What if we need an artificial gravity equal to the Earth's? We need

\[ \omega_\mathrm{Earth} = 2.46 \omega_\mathrm{Moon} = 2.46 \cdot 5.263\ \mathrm{rpm} = 12.94\ \mathrm{rpm} \]

This equals to making a revolution in 4.64 seconds, which looks quite fast for such a big drum.

3. Remarks

Although using a centrifuge to generate an artificial gravity seems feasible, it is not an ideal solution. Human beings have evolved to live best under Earth's gravity. Note that we may not live comfortably under the aritificial gravity generated with centrifugal force. For example, it is suggested that the Coriolis effect due to the rotation may cause dizziness and disorientation.

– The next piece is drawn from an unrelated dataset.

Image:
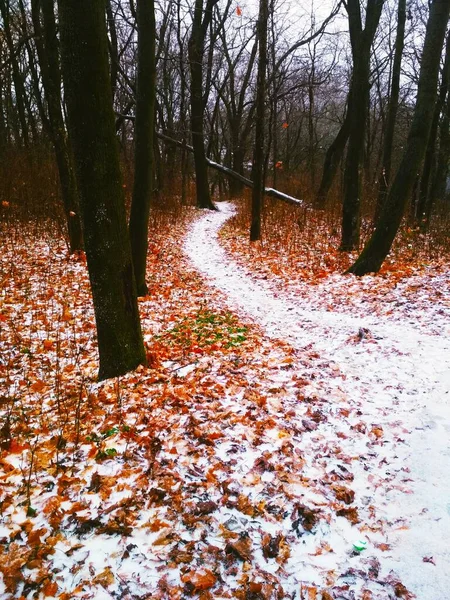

In the novel, Arthur C. Clarke wrote that "... it had been discovered, [artificial gravity equal to the Moon's] was a good compromise between Earth gravity and no gravity at all; ...", and "... [An artificial gravity equal to the Moon's] was enough to prevent the physical atrophy which would result from the complete absence of weight, and it also allowed the routine functions of living to be carried out under normal—or nearly normal—conditions. ..." Just note that as of this writing, scientists are still doing research on this topic and do not know the exact effects yet. For example, the Mars Gravity Biosatellite Program has been initiated to study the effects of Martian gravity on mammals.

Nonetheless, the calculations above show that the author did write this part of the novel carefully. Besides, the calculations here involve only high-school physics and should be quite educational. Has any textbook included this to attract the students?